Does the Environmental Law Institute make or enforce regulations?
No. Agencies promulgate and enforce regulations under statutes such as the Clean Air Act (CAA), Clean Water Act (CWA), Resource Conservation and Recovery Act (RCRA), and Endangered Species Act (ESA), and the Administrative Procedure Act (APA) governs the process.
How does the Climate Judiciary Project remain nonpartisan?
It presents peer‑reviewed science and controlling legal doctrine, avoids policy advocacy, and focuses on standards of review, statutory authority, evidence, and remedies. Programming is designed to aid judicial decision‑making, not to influence outcomes.

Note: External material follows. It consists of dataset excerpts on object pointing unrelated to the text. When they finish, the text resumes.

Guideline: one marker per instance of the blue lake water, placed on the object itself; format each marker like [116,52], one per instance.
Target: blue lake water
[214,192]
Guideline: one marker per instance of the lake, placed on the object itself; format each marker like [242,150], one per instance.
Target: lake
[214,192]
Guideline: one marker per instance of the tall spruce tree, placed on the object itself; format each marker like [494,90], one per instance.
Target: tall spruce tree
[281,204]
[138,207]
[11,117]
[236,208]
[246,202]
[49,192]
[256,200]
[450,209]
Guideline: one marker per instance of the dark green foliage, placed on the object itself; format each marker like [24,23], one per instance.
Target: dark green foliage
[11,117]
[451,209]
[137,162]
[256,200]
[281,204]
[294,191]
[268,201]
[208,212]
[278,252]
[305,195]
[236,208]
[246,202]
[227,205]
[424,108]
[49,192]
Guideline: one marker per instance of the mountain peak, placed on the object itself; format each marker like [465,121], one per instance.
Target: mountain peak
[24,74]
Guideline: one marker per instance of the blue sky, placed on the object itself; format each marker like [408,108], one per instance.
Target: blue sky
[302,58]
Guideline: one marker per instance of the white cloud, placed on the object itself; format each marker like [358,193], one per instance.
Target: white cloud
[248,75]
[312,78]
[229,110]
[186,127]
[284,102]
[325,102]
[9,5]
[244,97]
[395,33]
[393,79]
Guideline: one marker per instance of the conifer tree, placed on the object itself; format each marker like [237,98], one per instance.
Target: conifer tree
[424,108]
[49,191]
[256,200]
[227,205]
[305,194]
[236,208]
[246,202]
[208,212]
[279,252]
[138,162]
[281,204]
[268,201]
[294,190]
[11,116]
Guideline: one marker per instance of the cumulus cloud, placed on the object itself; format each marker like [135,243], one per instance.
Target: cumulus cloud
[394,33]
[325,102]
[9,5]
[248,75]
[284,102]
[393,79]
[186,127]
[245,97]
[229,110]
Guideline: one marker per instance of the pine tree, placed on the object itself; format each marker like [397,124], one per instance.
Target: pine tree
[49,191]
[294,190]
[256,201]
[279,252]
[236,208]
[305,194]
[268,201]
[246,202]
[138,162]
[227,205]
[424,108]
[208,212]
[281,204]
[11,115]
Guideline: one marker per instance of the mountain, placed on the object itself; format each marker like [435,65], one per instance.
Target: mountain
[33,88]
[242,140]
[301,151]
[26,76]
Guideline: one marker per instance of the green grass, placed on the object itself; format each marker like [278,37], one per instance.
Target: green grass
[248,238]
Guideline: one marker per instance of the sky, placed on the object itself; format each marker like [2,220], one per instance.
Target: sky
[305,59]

Which federal laws most often appear in ELI trainings?
The Clean Air Act, Clean Water Act, NEPA, ESA, RCRA, and the Administrative Procedure Act. Trainings show how these frameworks interact in permitting, enforcement, and judicial review.
What changed after Loper Bright?
Courts no longer defer to agency interpretations under Chevron and instead decide legal questions de novo, giving weight under Skidmore when persuasive. Materials emphasize record development and reasoned explanations that satisfy 5 U.S.C. § 706.
When is an EIS required under NEPA?
For major federal actions significantly affecting the human environment under 42 U.S.C. § 4332(2)(C). Agencies may use environmental assessments or categorical exclusions when appropriate, but courts require a “hard look” at environmental consequences.
What is the difference between PSD and Nonattainment NSR?
PSD applies in attainment or unclassifiable areas and requires Best Available Control Technology. Nonattainment NSR applies in nonattainment areas and requires Lowest Achievable Emission Rate and enforceable offsets.
Do releases to groundwater ever need NPDES permits?
Yes, when they are the functional equivalent of a direct discharge to navigable waters, as recognized in County of Maui v. Hawaii Wildlife Fund (2020). Site‑specific hydrology and transit time matter.
How does the Environmental Law Institute address environmental justice?
Through trainings grounded in Title VI and Executive Order 12,898, and by helping communities participate lawfully in permitting and rulemaking. Programs also track state EJ statutes and tools.
Where can I find Environmental Law Institute publications and events?
In the Environmental Law Reporter and on ELI’s website, including program archives, bulletins, and the Events Calendar. These resources provide primary authorities, summaries, and practical tools.